Por exemplo, o Embaixador de Israel nas Nações Unidas Ron Prosor afirmou no Conselho de Segurança, em 26 de Julho, que “agora é a altura de a comunidade internacional dizer à liderança palestiniana o que se recusa a dizer ao seu próprio povo: não existem atalhos para a criação de um Estado. Você não pode ignorar o único caminho para a paz.”

Para os iniciados, esta afirmação não faz sentido algum. Se 20 anos de negociações não resultam em nada além de mais violência e mais roubos, descrever esse processo como o “único caminho para a paz” é contradizer-se.
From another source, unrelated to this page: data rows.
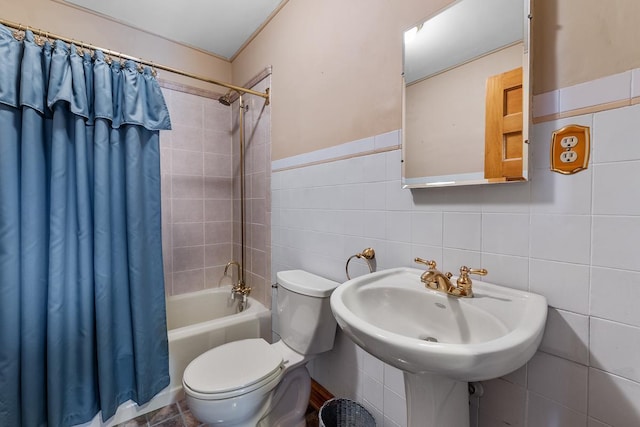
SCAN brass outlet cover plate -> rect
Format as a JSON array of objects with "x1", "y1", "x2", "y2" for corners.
[{"x1": 550, "y1": 124, "x2": 590, "y2": 174}]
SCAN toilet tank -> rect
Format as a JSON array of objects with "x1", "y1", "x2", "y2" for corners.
[{"x1": 276, "y1": 270, "x2": 340, "y2": 355}]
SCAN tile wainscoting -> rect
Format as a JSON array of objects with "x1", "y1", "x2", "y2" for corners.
[{"x1": 272, "y1": 100, "x2": 640, "y2": 426}]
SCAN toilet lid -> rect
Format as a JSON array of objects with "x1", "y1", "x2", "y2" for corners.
[{"x1": 183, "y1": 338, "x2": 283, "y2": 395}]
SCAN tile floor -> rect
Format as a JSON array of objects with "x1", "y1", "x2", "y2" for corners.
[
  {"x1": 116, "y1": 399, "x2": 202, "y2": 427},
  {"x1": 116, "y1": 399, "x2": 319, "y2": 427}
]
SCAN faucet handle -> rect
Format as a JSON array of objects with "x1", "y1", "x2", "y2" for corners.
[
  {"x1": 457, "y1": 266, "x2": 488, "y2": 287},
  {"x1": 415, "y1": 257, "x2": 437, "y2": 269}
]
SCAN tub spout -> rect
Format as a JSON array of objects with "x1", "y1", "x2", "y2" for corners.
[
  {"x1": 224, "y1": 260, "x2": 251, "y2": 310},
  {"x1": 239, "y1": 293, "x2": 248, "y2": 312},
  {"x1": 224, "y1": 261, "x2": 241, "y2": 282}
]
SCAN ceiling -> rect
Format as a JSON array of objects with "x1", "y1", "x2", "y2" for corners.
[{"x1": 62, "y1": 0, "x2": 286, "y2": 60}]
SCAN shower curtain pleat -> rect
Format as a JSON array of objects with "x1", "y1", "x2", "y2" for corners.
[{"x1": 0, "y1": 25, "x2": 172, "y2": 427}]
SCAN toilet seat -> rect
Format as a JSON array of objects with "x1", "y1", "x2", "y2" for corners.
[{"x1": 183, "y1": 338, "x2": 283, "y2": 400}]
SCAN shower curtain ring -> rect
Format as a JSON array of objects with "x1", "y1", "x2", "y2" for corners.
[
  {"x1": 35, "y1": 28, "x2": 45, "y2": 47},
  {"x1": 14, "y1": 24, "x2": 25, "y2": 41}
]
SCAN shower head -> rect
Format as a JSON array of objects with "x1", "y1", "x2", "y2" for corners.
[{"x1": 218, "y1": 92, "x2": 233, "y2": 106}]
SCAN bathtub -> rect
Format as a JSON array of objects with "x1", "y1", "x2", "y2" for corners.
[
  {"x1": 165, "y1": 286, "x2": 271, "y2": 399},
  {"x1": 79, "y1": 286, "x2": 271, "y2": 427}
]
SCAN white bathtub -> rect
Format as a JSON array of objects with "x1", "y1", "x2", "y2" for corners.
[
  {"x1": 79, "y1": 286, "x2": 271, "y2": 427},
  {"x1": 165, "y1": 286, "x2": 271, "y2": 398}
]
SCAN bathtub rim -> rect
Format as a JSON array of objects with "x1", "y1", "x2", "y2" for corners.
[{"x1": 167, "y1": 286, "x2": 270, "y2": 340}]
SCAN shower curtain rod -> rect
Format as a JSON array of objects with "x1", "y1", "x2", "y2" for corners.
[{"x1": 0, "y1": 17, "x2": 270, "y2": 104}]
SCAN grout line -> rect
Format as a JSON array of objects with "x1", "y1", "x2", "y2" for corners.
[{"x1": 175, "y1": 401, "x2": 188, "y2": 427}]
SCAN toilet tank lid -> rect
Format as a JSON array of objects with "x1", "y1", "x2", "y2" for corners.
[{"x1": 277, "y1": 270, "x2": 340, "y2": 298}]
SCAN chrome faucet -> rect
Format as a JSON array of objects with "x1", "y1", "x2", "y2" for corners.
[
  {"x1": 414, "y1": 258, "x2": 488, "y2": 298},
  {"x1": 224, "y1": 261, "x2": 252, "y2": 307}
]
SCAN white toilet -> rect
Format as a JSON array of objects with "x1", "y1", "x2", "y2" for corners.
[{"x1": 182, "y1": 270, "x2": 340, "y2": 427}]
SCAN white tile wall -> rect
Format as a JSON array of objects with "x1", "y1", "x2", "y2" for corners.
[
  {"x1": 477, "y1": 379, "x2": 526, "y2": 426},
  {"x1": 501, "y1": 365, "x2": 527, "y2": 387},
  {"x1": 527, "y1": 352, "x2": 588, "y2": 412},
  {"x1": 529, "y1": 259, "x2": 590, "y2": 313},
  {"x1": 532, "y1": 90, "x2": 559, "y2": 118},
  {"x1": 588, "y1": 417, "x2": 613, "y2": 427},
  {"x1": 383, "y1": 387, "x2": 407, "y2": 427},
  {"x1": 527, "y1": 393, "x2": 587, "y2": 427},
  {"x1": 592, "y1": 103, "x2": 640, "y2": 163},
  {"x1": 443, "y1": 212, "x2": 482, "y2": 250},
  {"x1": 539, "y1": 308, "x2": 590, "y2": 365},
  {"x1": 589, "y1": 368, "x2": 640, "y2": 427},
  {"x1": 590, "y1": 318, "x2": 640, "y2": 383},
  {"x1": 529, "y1": 214, "x2": 591, "y2": 264},
  {"x1": 533, "y1": 68, "x2": 640, "y2": 120},
  {"x1": 590, "y1": 267, "x2": 640, "y2": 327},
  {"x1": 592, "y1": 162, "x2": 640, "y2": 215},
  {"x1": 591, "y1": 216, "x2": 640, "y2": 271},
  {"x1": 559, "y1": 71, "x2": 631, "y2": 113},
  {"x1": 272, "y1": 91, "x2": 640, "y2": 425},
  {"x1": 481, "y1": 213, "x2": 529, "y2": 256},
  {"x1": 479, "y1": 253, "x2": 529, "y2": 291}
]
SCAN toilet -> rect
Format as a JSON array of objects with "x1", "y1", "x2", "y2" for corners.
[{"x1": 182, "y1": 270, "x2": 340, "y2": 427}]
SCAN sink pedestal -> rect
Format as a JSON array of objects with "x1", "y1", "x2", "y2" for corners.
[{"x1": 404, "y1": 372, "x2": 469, "y2": 427}]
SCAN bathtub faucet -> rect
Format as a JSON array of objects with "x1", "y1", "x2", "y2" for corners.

Algo que se mostrou incapaz de alcançar X, não pode ser o “único caminho” para X. Da mesma forma, dizer que não pode haver atalhos para X e, portanto, é preciso persistir ao longo de um caminho que historicamente provou não levar a X é, bem, um não-sequitur.
 
O fiel aliado de Israel, os Estados Unidos, também se opõe, com igual ilógica, ao movimento palestiniano no sentido do reconhecimento da ONU.

Rosemary DiCarlo, vice-embaixadora dos EUA na ONU, anunciou que os EUA se oporão a qualquer “acção unilateral” por parte dos palestinianos na ONU. Ela interpretou a medida palestina como um esforço para “isolar Israel nas Nações Unidas”. Ela insistiu que os palestinos retomem as negociações.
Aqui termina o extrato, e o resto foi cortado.